Colistin Risky but Essential for Some Critically Ill Kids

BY DIANA MAHONEY
Elsevier Global Medical News

BOSTON – Despite limited data on the safety and efficacy of colistin in children, the polymyxin antimicrobial has been used increasingly in high-risk pediatric patients as salvage therapy for serious infections caused by multidrug-resistant gram-negative bacteria, according to Dr. Pia S. Pannaraj.

“The escalating impact of antimicrobial selective pressure in high-risk pediatric populations has limited the therapeutic options available for the treatment of multidrug-resistant [MDR] gram-negative bacilli, which in turn has led to renewed interest in colistin, despite the known nephrotoxic and neurotoxic risks,” she reported at the annual meeting of the Infectious Diseases Society of America.

In a study designed to review risk factors for acquiring multidrug-resistant gram-negative bacteria requiring colistin treatment and the adverse effects of such treatment in pediatric patients, Dr. Pannaraj of Childrens Hospital Los Angeles and colleagues reviewed their experience with colistin in pediatric patients admitted to their hospital between Jan. 1, 2005, and Oct. 31, 2010. Based on pharmacy records for that period, 53 children were treated with intravenous or nebulized colistin for treatment or suppressive therapy of an infection caused by MDR bacteria. Of the 53 children, 14 received 18 courses of the drug and were included in the analysis, she said. Control patients with matching underlying conditions were chosen from the medical records database.

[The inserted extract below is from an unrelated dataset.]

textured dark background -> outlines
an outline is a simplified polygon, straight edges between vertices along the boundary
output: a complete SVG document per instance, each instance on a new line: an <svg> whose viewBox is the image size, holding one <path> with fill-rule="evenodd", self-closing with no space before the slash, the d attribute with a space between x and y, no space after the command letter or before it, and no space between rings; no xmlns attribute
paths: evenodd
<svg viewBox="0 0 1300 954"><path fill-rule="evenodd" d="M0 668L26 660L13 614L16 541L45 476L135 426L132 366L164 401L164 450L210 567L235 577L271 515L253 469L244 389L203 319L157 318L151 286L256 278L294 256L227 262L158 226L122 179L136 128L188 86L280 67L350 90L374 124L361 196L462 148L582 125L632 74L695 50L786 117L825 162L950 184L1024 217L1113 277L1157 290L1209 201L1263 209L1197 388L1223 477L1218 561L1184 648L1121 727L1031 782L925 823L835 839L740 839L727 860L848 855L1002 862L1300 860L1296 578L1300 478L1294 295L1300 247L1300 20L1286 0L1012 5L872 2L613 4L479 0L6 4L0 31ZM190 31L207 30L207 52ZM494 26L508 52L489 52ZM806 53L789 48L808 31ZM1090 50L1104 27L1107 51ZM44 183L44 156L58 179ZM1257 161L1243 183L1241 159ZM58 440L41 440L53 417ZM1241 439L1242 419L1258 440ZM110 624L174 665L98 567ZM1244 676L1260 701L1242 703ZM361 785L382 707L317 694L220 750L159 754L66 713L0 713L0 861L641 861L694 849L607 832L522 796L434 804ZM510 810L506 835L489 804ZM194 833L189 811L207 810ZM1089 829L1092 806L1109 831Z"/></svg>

MDR was defined as resistance to at least three classes of antibiotics, Dr. Pannaraj said. The underlying conditions reported in the 14 study patients included cystic fibrosis in 8, non–cystic fibrosis chronic lung disease in 3, and malignancy in 1, she said, noting that “2 of the patients were previously healthy.”

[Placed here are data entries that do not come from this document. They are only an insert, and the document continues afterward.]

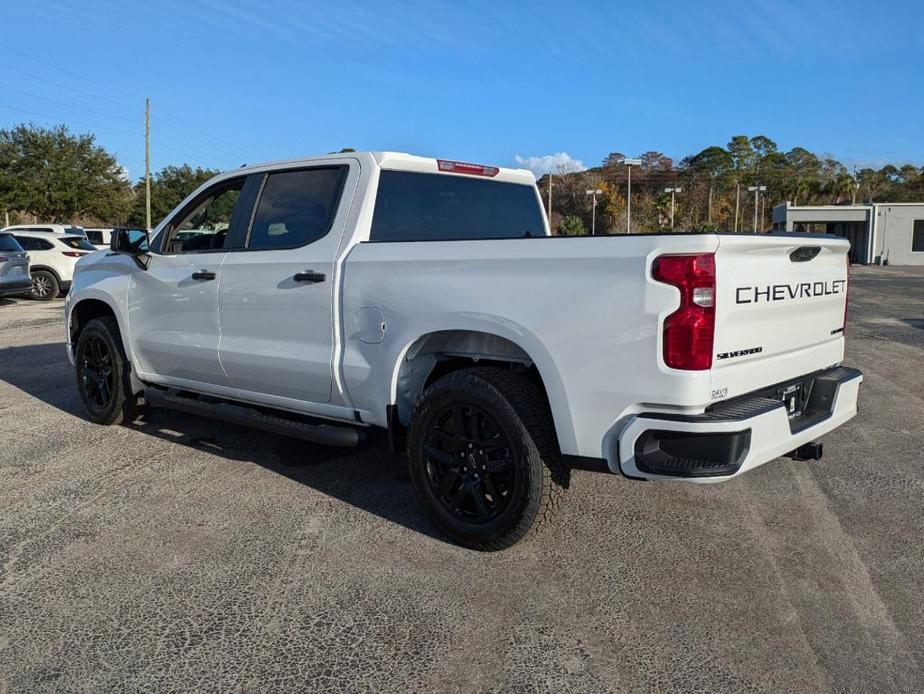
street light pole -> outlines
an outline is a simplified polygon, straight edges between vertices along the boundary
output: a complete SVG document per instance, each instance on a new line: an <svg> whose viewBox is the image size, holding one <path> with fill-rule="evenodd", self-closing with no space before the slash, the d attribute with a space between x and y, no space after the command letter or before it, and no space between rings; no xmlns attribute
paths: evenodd
<svg viewBox="0 0 924 694"><path fill-rule="evenodd" d="M622 163L626 165L627 174L629 176L629 185L626 189L626 233L632 233L632 167L641 166L641 159L629 159L628 157L622 160Z"/></svg>
<svg viewBox="0 0 924 694"><path fill-rule="evenodd" d="M683 192L683 188L674 187L674 188L665 188L665 193L671 194L671 231L674 230L674 193Z"/></svg>
<svg viewBox="0 0 924 694"><path fill-rule="evenodd" d="M748 192L754 193L754 233L757 233L757 196L767 192L767 186L748 186Z"/></svg>
<svg viewBox="0 0 924 694"><path fill-rule="evenodd" d="M738 210L741 207L741 182L735 179L735 233L738 233Z"/></svg>
<svg viewBox="0 0 924 694"><path fill-rule="evenodd" d="M597 235L597 196L603 195L603 191L600 190L599 188L593 188L593 189L588 189L584 192L587 193L587 195L593 196L594 201L593 201L593 206L591 208L591 213L590 213L590 235L596 236Z"/></svg>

Analysis showed that the children with an MDR isolate requiring colistin had more hospital days during the previous calendar year, compared with their matched controls, at 101.0 days vs. 27.2 days, respectively, Dr. Pannaraj reported. Those with MDR isolates also received more types of antibiotic than did the matched controls (6.6 vs. 4.2) for longer durations (191.0 vs. 53.8 antibiotic days).

Four gram-negative bacteria were isolated, including 16 Pseudomonas aeruginosa, 6 Acinetobacter baumannii, 3 Klebsiella pneumoniae, and 1 Alcaligenes species, with more than one pathogen isolated in seven children, she said. The indications for treatment with colistin included pulmonary exacerbation, wound infection, and bacteremia/sepsis.

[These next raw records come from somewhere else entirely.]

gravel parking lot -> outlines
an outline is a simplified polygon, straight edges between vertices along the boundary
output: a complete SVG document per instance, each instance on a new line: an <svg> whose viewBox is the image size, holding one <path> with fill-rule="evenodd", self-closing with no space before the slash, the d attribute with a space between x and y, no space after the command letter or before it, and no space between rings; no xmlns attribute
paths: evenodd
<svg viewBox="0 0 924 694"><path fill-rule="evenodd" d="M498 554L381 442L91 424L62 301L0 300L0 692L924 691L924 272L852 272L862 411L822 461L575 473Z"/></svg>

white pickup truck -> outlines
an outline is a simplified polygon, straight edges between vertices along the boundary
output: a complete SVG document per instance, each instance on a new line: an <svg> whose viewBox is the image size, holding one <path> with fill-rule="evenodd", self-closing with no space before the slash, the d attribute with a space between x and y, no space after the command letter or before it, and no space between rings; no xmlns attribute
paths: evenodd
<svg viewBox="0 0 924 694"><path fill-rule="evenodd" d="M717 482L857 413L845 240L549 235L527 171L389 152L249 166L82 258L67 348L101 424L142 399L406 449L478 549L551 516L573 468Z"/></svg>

Creatinine levels doubled in two children, Dr. Pannaraj reported. Two of the children developed neurologic symptoms, including perioral tingling in one and headache in another; symptoms resolved after the drug course was completed.

“We need more studies on the dosing and safety of colistin to optimize it for the treatment of high-risk children,” Dr. Pannaraj said.

VITALS
Major Finding: Of 14 high-risk pediatric patients, 4 experienced nephrotoxic and neurotoxic side effects from treatment with the polymyxin antimicrobial colistin, including doubled creatinine levels in 2 patients, perioral tingling in 1, and headache in 1.
Data Source: Retrospective analysis of single-institution experience with intravenous or nebulized colistin for salvage therapy of serious infections caused by multidrug-resistant gram-negative bacteria.
Disclosures: Dr. Pannaraj had no financial conflicts of interest to disclose.